Warum einen Ehevertrag abschließen?

Wenn die Ehegatten nicht in der gesetzlich vorgesehenen Zugewinngemeinschaft leben wollen, können sie zu Beginn der Ehe stattdessen in einem Ehevertrag Gütertrennung oder Gütergemeinschaft vereinbaren. Dabei sind Modifizierungen der gesetzlichen Regelungen möglich. Dies kann sinnvoll sein, um der Situation im Einzelfall bestmöglich gerecht zu werden.
Ein Ehevertrag bedarf der notariellen Beurkundung. Es ist wiederum sinnvoll, dass sich jeder Ehegatte von einem Anwalt beraten lässt, um seinen Interessen bestmöglich gerecht zu werden.

Der Unterschied zwischen Gütertrennung und Gütergemeinschaft.

Was bedeutet Gütertrennung?

Auch bei der Gütertrennung verwaltet jeder Ehegatte sein Vermögen und Einkommen alleine. Im Gegensatz zur Zugewinngemeinschaft gelten keine Verfügungsbeschränkungen.

Ausnahmen gelten lediglich, wenn sich die Eheleute Vollmachten bezüglich bestimmter Geschäfte erteilen und bei Geschäften des täglichen Bedarfs.

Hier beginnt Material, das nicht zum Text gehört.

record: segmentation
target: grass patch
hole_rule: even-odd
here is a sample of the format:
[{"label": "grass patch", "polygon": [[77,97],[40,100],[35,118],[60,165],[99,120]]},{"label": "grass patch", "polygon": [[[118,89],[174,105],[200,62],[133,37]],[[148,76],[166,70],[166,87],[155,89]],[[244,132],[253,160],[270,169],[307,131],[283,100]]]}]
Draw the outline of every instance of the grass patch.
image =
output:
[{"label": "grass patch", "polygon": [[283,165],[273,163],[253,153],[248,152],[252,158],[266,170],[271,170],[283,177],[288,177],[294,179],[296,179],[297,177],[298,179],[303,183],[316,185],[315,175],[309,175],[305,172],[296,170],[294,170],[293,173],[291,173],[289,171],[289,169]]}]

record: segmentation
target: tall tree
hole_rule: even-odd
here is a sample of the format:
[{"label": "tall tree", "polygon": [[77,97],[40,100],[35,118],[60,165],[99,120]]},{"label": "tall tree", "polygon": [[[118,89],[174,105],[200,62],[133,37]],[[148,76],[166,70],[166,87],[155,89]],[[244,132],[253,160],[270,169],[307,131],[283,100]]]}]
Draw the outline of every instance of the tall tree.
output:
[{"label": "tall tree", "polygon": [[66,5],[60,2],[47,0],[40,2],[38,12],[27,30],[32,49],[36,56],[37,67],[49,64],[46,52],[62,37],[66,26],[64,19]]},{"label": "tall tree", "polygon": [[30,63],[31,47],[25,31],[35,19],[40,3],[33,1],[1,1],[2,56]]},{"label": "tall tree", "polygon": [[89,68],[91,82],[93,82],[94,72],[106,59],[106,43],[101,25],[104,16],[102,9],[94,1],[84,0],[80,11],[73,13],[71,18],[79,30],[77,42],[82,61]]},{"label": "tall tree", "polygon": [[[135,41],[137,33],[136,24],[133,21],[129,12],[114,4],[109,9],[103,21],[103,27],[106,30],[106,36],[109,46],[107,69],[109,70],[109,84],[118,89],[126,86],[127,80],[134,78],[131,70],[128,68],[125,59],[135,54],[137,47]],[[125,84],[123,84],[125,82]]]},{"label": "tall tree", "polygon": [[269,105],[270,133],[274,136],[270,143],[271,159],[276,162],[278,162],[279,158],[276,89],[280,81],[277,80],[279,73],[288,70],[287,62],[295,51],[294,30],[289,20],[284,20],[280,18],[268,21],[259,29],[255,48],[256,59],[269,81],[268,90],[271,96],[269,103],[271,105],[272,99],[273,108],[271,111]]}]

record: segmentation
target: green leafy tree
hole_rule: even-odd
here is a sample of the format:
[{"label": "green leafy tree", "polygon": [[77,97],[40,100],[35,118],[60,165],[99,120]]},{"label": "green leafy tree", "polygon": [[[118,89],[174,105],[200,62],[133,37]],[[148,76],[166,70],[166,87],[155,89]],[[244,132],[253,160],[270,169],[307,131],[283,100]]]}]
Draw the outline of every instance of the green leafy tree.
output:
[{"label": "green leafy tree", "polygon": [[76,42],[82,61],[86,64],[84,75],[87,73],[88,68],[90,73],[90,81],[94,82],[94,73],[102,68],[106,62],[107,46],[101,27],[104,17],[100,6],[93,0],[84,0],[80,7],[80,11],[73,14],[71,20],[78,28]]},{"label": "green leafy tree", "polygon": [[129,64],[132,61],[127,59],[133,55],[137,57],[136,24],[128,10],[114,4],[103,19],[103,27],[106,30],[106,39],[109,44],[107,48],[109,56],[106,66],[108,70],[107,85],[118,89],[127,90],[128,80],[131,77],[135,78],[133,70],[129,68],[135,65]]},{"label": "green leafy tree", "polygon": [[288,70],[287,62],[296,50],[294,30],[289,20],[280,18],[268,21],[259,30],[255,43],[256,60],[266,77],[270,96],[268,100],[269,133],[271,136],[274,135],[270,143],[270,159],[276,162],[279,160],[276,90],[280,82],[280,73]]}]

Was bedeutet Gütergemeinschaft?

Bei der Gütergemeinschaft haben die Ehegatten ein gemeinschaftliches Vermögen (Gesamtgut), über das beide grundsätzlich Ehegatten verfügen können. Sie können aber auch abweichende Vereinbarungen treffen, z.B. dass nur ein Ehepartner das Gesamtgut verwaltet.

Trotzdem fließt nicht das gesamte Vermögen in das eheliche Gesamtgut ein. Es gibt auch Vermögensmassen die nicht übertragbar sind oder die unter Vorbehalt stehen, also explizit nur einem Ehegatten gehören (Sondergut und das Vorbehaltsgut).

Im Fall der Scheidung müssen die Ehegatten das Gesamtgut nach den gesetzlichen Vorschriften aufteilen, um die Gütergemeinschaft zu beenden.